= San Ramón Fault =

Geological fault in Chile

The San Ramón Fault (Falla de San Ramón) is a Chilean geological fault, located in eastern Santiago Metropolitan Region, passing through the eastern part of Santiago marking the boundary between the Chilean Central Valley and the Andes. As an active thrust fault it constitutes a seismic hazard zone for the densely populated Santiago. A large number of homes and educational centers have been built on or near the fault, along with a gas plant in Peñalolén. The Chilean Nuclear Energy Commission has a reactor in La Reina, very close to the fault, which has raised concerns among the population. It runs 5 kilometers underground and extends for 25 kilometers in a north–south direction, lying between the Mapocho River and Maipo River. It is known to pass underneath the communes of Vitacura, Las Condes, La Reina, Peñalolén, La Florida and Puente Alto, and suspected to continue into Lo Barnechea and Pirque at its extremes. Due to its shallowness, it can cause very destructive superficial earthquakes with a magnitude around 7 on the Richter scale, with a general recurrence period of over 300 years.

== Geological behavior ==

The San Ramón is a thrust fault with vertical slippage which has caused the formation of the Sierra de Ramón, a 25 kilometer long mountain chain with a maximum height of 3249 meters above sea level. This range has moved noticeably in the last 10 million years, and grown notably during the recent Quaternary period, which makes it a geologically active fault.

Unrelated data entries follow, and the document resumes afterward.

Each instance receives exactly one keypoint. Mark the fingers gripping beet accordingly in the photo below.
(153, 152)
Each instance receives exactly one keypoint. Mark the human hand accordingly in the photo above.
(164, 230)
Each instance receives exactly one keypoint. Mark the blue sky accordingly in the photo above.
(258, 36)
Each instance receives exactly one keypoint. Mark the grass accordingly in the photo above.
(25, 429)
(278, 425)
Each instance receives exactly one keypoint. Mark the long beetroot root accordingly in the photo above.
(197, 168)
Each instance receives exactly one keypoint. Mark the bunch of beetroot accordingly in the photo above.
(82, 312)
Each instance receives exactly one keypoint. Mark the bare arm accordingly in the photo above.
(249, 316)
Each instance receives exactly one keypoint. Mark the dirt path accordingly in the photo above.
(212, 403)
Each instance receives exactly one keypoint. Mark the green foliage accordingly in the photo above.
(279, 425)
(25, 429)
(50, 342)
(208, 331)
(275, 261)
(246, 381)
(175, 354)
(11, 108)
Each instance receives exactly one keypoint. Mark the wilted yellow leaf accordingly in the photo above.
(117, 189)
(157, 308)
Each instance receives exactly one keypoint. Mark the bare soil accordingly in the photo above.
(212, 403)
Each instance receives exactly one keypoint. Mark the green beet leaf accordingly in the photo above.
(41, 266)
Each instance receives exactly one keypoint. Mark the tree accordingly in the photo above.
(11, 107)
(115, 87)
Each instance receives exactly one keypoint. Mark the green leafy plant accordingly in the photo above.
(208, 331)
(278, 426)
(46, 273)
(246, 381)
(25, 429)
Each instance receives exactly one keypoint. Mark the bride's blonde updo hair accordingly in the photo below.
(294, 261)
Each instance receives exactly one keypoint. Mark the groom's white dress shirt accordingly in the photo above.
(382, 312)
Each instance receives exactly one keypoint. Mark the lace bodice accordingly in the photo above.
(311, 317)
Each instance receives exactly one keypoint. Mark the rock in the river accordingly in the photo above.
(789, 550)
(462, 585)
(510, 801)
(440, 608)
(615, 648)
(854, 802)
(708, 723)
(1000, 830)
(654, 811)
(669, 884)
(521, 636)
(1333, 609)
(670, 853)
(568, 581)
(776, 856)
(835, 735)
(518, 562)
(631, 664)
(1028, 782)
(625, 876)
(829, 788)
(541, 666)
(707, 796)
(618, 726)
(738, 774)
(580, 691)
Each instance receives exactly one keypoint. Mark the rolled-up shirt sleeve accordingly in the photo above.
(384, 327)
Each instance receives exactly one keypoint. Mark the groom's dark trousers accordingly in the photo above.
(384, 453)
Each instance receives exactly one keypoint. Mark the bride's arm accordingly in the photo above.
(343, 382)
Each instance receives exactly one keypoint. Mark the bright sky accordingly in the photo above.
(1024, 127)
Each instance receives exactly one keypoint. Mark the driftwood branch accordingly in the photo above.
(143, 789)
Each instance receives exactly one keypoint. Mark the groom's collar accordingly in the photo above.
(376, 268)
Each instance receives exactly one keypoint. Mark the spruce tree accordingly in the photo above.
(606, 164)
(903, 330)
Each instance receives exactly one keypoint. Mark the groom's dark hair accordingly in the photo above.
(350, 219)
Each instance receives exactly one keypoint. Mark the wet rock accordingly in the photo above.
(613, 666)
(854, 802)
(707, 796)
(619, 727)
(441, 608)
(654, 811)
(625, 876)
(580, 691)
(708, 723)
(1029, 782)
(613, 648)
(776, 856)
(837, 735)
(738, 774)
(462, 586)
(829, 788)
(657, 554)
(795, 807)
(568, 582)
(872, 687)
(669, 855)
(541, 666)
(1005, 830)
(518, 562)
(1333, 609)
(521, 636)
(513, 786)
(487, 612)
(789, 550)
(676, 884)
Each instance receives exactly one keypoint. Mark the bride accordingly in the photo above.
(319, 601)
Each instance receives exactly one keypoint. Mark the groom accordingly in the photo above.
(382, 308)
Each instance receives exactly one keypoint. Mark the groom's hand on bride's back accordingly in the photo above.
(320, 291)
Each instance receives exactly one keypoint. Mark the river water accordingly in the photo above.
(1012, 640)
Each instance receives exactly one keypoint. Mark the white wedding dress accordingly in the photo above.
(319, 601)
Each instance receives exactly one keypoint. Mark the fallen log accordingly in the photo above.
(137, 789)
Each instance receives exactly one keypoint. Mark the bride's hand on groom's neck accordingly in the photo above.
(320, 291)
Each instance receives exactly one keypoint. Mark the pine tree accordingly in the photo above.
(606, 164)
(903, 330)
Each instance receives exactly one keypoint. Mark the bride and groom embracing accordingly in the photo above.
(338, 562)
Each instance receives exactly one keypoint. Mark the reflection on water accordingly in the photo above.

It shows traces of deformation on the order of 0,02 mm/year, making it capable of producing significant earthquakes, such as in 1575 and 1647.
The fault represents a discontinuity in the rocky subsoil which modifies its characteristics by fragmenting the rock, generating fault ruptures, dislocation and fracturing of blocks in the immediate surroundings, and even generating hot springs which chemically alter the rock.